At scale however, with several hundred concurrent clients, the latency would increase to a point where it takes more than a second for the 50 data points to be processed. This was due to the fact that the algorithm is very CPU intensive, which meant that running too many instances of the algorithm would eventually overload the CPU.
Since the service is deployed inside a pod hosted by Kubernetes cluster, the simplest answer to this was to use Kubernetes’ HPA to scale up when the CPU gets overwhelmed. The issue is that our service is stateful. This isn’t a problem for scaling up, but it is for scaling down. You do not want to kill a pod on which sessions are still running.
The way Kubernetes works when scaling down is that it will flag pods for termination. Once a pod is in “Terminating” status, no new connections will be routed to the service. However, the connections that have already been established will still function. Kubernetes waits for a certain amount of time, called the grace period, and then kills the pod. The default grace period is 30s. This might be enough for a stateless app like a website, for example, but a tooth brushing session can last for 5 minutes.
To fix the scaling down issue, we therefore set the grace period of the pods containing our server to 10 minutes, just to be on the safe side. That way, when a pod is terminated during a scale down, the current sessions will have time to finish properly before the pod is deleted.
Another way we improved the algorithm's performance was by pooling subprocesses. Forking a process is a costly operation. Forking and joining every time a session is started or ends was not ideal.
The custom process pool we built will fork if there are no subprocesses available. When a session ends, it will put the subprocess on standby, rather than joining it. Then, when a new session starts, it will reuse the old process which will overwrite the previous algorithm session to start a new one.
This approach allows for a faster overall start to sessions.
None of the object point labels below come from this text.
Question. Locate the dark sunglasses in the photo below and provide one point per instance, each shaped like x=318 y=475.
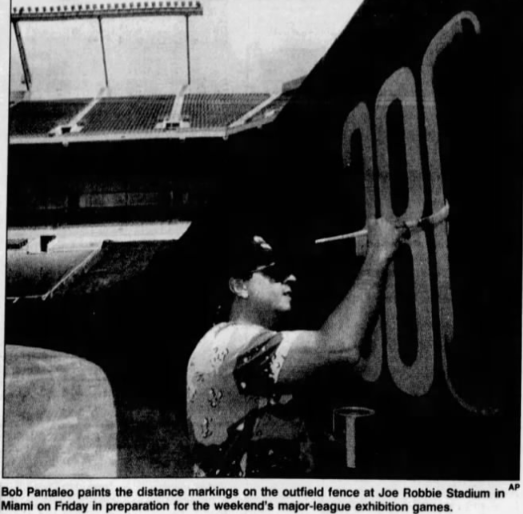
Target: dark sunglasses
x=275 y=272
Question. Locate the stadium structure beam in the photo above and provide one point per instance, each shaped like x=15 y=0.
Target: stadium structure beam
x=99 y=11
x=118 y=10
x=103 y=51
x=23 y=57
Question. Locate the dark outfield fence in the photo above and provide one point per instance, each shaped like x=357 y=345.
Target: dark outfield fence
x=416 y=103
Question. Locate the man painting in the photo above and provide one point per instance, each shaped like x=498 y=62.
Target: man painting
x=242 y=373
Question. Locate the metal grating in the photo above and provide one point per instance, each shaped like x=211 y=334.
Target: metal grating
x=39 y=117
x=218 y=110
x=274 y=108
x=127 y=114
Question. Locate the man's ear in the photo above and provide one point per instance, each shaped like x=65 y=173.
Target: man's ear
x=238 y=287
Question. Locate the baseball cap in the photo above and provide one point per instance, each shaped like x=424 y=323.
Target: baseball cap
x=254 y=254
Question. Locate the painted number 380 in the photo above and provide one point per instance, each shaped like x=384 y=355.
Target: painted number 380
x=417 y=378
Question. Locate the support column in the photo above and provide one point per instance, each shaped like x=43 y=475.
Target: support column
x=188 y=50
x=103 y=51
x=23 y=57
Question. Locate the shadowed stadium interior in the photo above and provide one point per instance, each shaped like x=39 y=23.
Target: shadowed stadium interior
x=120 y=209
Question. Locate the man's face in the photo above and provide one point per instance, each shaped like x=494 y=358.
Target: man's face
x=271 y=291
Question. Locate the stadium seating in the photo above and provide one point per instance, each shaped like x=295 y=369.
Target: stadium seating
x=218 y=110
x=127 y=114
x=37 y=118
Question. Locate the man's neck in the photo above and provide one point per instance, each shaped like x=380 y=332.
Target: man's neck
x=241 y=313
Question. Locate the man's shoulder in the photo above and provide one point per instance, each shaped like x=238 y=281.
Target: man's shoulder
x=229 y=339
x=233 y=332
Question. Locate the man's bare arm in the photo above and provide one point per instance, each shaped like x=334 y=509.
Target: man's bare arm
x=341 y=336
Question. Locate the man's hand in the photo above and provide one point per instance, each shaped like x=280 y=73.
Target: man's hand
x=384 y=238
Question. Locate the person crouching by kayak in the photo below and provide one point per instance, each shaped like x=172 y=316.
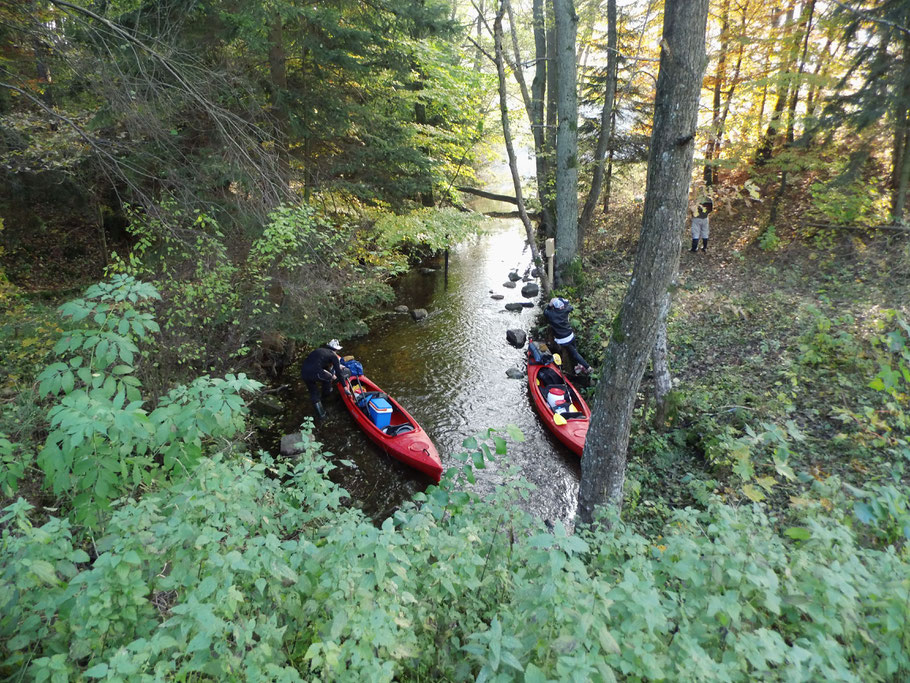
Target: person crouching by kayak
x=557 y=314
x=321 y=367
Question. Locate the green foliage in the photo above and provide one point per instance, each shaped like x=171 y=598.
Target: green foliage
x=886 y=510
x=102 y=442
x=852 y=202
x=768 y=240
x=883 y=421
x=13 y=465
x=248 y=571
x=434 y=229
x=823 y=346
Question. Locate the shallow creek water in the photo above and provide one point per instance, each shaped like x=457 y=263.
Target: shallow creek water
x=448 y=371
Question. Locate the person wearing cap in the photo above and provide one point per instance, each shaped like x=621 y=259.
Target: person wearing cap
x=557 y=314
x=321 y=367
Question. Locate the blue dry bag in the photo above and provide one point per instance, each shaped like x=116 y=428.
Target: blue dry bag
x=354 y=366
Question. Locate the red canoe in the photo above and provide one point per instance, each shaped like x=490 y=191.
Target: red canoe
x=403 y=439
x=574 y=429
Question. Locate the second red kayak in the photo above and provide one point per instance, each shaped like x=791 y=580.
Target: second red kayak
x=556 y=400
x=390 y=426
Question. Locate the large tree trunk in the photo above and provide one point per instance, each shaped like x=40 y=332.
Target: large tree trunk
x=566 y=22
x=606 y=125
x=682 y=63
x=722 y=123
x=533 y=101
x=901 y=155
x=766 y=148
x=549 y=198
x=478 y=31
x=510 y=150
x=663 y=380
x=806 y=28
x=538 y=125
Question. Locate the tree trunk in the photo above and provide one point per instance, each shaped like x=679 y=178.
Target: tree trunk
x=606 y=125
x=279 y=77
x=806 y=29
x=478 y=29
x=566 y=22
x=722 y=124
x=720 y=76
x=663 y=380
x=533 y=101
x=901 y=156
x=510 y=150
x=549 y=198
x=538 y=125
x=682 y=63
x=766 y=148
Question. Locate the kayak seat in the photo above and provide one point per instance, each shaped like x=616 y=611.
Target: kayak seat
x=363 y=399
x=549 y=377
x=395 y=430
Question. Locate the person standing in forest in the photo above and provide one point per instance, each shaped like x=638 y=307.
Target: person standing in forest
x=700 y=227
x=557 y=314
x=321 y=367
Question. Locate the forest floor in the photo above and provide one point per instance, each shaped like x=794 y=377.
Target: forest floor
x=774 y=341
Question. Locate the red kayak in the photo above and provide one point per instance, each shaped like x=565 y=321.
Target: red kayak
x=390 y=426
x=571 y=416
It also allows us to prefork several subprocesses during service startup.
Making sure the pods are up is easy, since many automated alerting tools exist for that purpose. However, functional monitoring, that is making sure the service is actually up and running properly, requires launching a test session to see if it completes correctly. Since we are using custom protocols and data structures, we couldn’t use standard tools to do this.
We therefore used a custom client that we ran inside a recurring Jenkins pipeline. This pipeline enables us to start a new session, sends enough data points for a session to be considered complete, then requests a full checkup. The client is able to throw different errors, mainly if a request fails or if it times out.
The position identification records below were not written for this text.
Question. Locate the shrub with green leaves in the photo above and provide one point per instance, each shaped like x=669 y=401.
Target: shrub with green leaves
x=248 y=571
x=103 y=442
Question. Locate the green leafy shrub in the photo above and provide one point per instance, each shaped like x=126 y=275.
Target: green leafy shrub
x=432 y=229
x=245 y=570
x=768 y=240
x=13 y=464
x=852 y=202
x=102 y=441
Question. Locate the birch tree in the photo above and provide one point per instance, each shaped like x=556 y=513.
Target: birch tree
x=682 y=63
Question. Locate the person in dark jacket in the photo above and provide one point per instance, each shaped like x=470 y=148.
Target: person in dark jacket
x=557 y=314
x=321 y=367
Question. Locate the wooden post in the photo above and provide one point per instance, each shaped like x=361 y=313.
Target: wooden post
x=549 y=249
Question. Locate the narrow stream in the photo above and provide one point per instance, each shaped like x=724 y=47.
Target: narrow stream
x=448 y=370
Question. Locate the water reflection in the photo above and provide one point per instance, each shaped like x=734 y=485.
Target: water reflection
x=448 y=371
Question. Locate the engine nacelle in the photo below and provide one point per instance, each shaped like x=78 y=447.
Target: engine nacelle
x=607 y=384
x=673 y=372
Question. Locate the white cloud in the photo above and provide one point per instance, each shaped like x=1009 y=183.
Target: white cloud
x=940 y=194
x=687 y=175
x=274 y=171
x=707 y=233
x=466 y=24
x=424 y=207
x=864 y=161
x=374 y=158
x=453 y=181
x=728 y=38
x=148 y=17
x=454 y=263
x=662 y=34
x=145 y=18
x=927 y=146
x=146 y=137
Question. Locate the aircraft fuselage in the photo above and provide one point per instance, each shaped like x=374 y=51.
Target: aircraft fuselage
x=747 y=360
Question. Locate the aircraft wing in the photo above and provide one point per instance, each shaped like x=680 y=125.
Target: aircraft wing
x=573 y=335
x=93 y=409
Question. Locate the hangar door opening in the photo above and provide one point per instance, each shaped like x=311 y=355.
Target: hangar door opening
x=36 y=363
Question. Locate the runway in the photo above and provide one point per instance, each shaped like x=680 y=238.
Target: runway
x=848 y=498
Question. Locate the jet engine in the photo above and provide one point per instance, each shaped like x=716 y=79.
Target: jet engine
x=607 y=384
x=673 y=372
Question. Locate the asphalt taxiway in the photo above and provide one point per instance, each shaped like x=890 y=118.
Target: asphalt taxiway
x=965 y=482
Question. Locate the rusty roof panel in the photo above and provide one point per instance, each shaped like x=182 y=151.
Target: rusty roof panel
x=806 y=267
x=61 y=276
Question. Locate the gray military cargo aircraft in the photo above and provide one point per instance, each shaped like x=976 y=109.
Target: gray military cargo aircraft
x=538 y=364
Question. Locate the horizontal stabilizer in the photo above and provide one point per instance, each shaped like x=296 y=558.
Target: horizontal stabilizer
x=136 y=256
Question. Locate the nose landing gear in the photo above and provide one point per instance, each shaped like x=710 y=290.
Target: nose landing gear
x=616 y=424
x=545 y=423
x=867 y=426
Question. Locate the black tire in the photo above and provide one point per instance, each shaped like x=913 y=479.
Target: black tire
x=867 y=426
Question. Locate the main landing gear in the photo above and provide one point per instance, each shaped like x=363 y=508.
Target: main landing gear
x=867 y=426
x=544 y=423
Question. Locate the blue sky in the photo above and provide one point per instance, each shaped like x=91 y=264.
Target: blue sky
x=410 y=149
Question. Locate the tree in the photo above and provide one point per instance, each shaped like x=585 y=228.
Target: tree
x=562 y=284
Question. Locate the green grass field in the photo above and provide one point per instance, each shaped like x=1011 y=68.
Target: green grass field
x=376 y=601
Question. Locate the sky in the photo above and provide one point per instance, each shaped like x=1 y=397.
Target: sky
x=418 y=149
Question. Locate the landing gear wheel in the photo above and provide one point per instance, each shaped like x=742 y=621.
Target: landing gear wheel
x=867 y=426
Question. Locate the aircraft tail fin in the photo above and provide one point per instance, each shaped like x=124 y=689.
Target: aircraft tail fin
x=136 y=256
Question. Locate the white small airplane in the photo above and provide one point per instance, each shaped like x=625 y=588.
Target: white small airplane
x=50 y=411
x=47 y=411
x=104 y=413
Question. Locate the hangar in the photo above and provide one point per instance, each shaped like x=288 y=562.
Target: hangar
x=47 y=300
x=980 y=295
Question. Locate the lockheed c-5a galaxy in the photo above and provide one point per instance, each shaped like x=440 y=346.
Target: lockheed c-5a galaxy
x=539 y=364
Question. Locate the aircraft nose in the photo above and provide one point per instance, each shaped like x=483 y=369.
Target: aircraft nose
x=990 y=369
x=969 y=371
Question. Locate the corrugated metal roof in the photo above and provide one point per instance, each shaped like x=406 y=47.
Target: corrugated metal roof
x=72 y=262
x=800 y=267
When the pipeline fails, these errors are then sent to a Slack channel, alerting the whole team of said client's failure.
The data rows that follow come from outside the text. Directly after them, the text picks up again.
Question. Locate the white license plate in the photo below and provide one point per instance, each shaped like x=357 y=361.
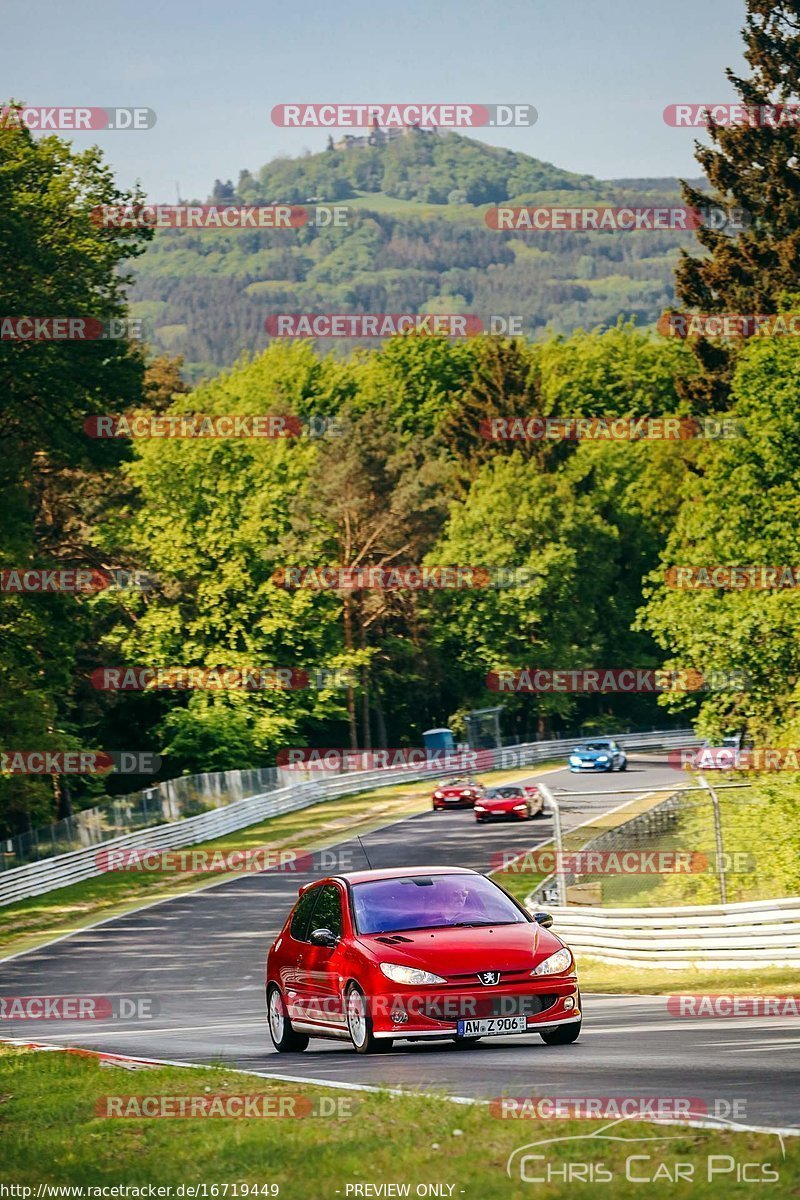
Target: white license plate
x=492 y=1025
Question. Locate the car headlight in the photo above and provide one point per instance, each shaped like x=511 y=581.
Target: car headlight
x=557 y=964
x=409 y=975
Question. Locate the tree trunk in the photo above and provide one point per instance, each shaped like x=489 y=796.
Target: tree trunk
x=347 y=610
x=365 y=695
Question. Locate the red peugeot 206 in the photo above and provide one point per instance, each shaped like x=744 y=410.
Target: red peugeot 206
x=425 y=953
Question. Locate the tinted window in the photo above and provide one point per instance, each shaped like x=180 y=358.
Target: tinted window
x=299 y=927
x=328 y=911
x=431 y=901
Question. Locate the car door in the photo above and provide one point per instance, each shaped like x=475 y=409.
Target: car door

Transferring our algorithm server-side allowed us to provide a proper API for a web app to use it, but it also offers us the opportunity to expand the number of potential devices and apps that will be able to use it without worrying about its integration. Our multi-process architecture made it possible to process each session safely. The only downside to this approach was the heavy resource consumption. The reason is that in order to ensure a smooth brushing session and a true real-time experience, we couldn’t allow low latency and therefore opted for an aggressive scaling policy.